On Wed, 11 Jul 2007 08:45:12 -0700 (PDT)
bugme-daemon@bugzilla.kernel.org wrote:

> http://bugzilla.kernel.org/show_bug.cgi?id=8736
> 
>            Summary: New TC deadlock scenario
>            Product: Networking
>            Version: 2.5
>      KernelVersion: 2.6.22
>           Platform: All
>         OS/Version: Linux
>               Tree: Mainline
>             Status: NEW
>           Severity: normal
>           Priority: P1
>          Component: Other
>         AssignedTo: acme@ghostprotocols.net
>         ReportedBy: ranko@spidernet.net
> 
> 
> Most recent kernel where this bug did not occur: 
> Distribution:
> Hardware Environment:
> Software Environment:
> Problem Description:
> 
> Here is another scenario I bumped onto - qdisc_watchdog_cancel() and
> qdisc_restart() deadlock.
> 
> CPU#0
> qdisc_watchdog() fires and gets dev->queue_lock
> qdisc_run()...qdisc_restart()... 
> -> releases dev->queue_lock and enters dev_hard_start_xmit()
> 
> CPU#1
> tc del qdisc dev ...
> qdisc_graft()...dev_graft_qdisc()...dev_deactivate()...
> -> grabs dev->queue_lock ... 
> qdisc_reset()...{cbq,hfsc,htb,netem,tbf}_reset()...qdisc_watchdog_cancel()...
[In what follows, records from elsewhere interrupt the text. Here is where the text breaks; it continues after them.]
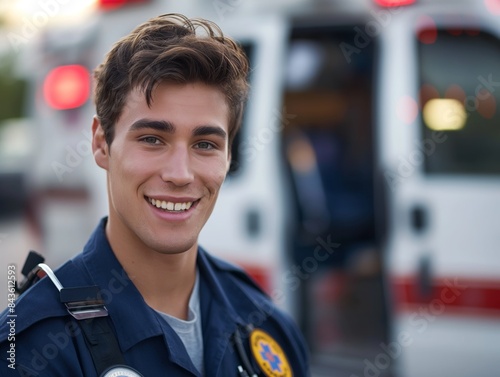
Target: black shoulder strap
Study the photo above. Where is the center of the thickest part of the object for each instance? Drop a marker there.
(87, 307)
(102, 343)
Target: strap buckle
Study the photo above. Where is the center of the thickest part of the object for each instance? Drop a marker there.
(81, 302)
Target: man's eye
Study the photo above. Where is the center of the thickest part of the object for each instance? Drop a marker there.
(150, 140)
(204, 145)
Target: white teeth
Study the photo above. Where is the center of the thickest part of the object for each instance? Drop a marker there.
(170, 206)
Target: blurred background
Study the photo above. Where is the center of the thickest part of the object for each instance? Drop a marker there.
(364, 194)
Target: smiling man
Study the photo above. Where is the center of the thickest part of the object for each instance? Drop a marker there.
(143, 298)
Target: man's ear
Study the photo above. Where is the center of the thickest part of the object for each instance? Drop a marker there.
(99, 146)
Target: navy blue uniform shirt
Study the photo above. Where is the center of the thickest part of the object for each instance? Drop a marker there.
(49, 343)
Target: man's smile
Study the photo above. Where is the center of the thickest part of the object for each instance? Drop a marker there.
(170, 206)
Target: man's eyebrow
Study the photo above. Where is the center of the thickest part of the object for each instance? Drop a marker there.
(209, 130)
(158, 125)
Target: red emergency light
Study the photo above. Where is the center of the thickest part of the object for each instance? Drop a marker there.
(394, 3)
(113, 4)
(67, 87)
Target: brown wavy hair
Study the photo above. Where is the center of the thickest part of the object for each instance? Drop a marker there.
(171, 48)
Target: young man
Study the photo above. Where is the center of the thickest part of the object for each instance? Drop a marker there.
(147, 299)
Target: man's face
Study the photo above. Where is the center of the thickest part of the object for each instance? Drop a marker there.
(165, 165)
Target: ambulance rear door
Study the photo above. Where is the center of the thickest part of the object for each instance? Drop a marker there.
(440, 146)
(248, 223)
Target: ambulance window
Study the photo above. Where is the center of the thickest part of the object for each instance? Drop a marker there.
(460, 102)
(235, 148)
(12, 89)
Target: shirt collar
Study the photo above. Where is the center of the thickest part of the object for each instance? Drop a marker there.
(120, 295)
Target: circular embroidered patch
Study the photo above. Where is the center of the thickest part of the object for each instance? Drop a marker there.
(121, 371)
(269, 355)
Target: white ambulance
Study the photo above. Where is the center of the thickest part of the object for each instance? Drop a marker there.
(365, 191)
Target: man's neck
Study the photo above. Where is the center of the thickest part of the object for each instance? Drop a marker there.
(165, 281)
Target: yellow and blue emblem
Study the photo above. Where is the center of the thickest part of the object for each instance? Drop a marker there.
(269, 355)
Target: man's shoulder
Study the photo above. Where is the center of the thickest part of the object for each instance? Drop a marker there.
(236, 274)
(40, 302)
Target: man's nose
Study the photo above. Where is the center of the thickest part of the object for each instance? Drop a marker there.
(177, 167)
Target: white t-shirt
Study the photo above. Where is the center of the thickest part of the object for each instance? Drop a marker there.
(190, 331)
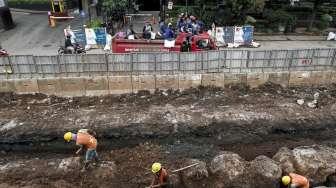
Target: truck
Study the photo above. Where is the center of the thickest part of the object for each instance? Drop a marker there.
(196, 43)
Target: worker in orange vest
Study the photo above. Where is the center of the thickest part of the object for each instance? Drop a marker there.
(293, 180)
(84, 139)
(161, 177)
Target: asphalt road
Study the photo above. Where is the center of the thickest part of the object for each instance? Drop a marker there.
(32, 35)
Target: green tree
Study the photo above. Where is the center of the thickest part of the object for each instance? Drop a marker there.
(241, 8)
(114, 9)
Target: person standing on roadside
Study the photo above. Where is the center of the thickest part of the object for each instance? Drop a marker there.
(293, 180)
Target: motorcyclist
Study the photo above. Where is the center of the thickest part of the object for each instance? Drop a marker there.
(68, 45)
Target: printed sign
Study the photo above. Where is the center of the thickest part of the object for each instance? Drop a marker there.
(219, 36)
(80, 36)
(100, 35)
(2, 3)
(90, 36)
(248, 34)
(239, 35)
(170, 5)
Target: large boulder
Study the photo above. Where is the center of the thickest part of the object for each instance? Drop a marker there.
(105, 170)
(315, 162)
(228, 169)
(195, 176)
(263, 172)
> -> hrtimer_cancel() - waiting for the qdisc_watchdog() to exit, while still
> holding dev->queue_lock
> 
> CPU#0
> dev_hard_start_xmit() returns ... 
> -> wants to get dev->queue_lock(!)
> 
> DEADLOCK!
> 
> I did not manage to get a backtrace on qdisc_watchdog stack to show them both
> but nevertheless - the above looks like the only way qdisc_watchdog_cancel
> could be sitting there.
> 
> Regards,
> 
> Ranko
> 
> ---cut---
> SysRq : Show Regs
> 
> Pid: 12790, comm:                   tc
> EIP: 0060:[<c02f13f9>] CPU: 1
> EIP is at _spin_unlock_irqrestore+0x36/0x39
>  EFLAGS: 00000282    Not tainted  (2.6.22.SNET.Thors.htbpatch.6.lockdebug #1)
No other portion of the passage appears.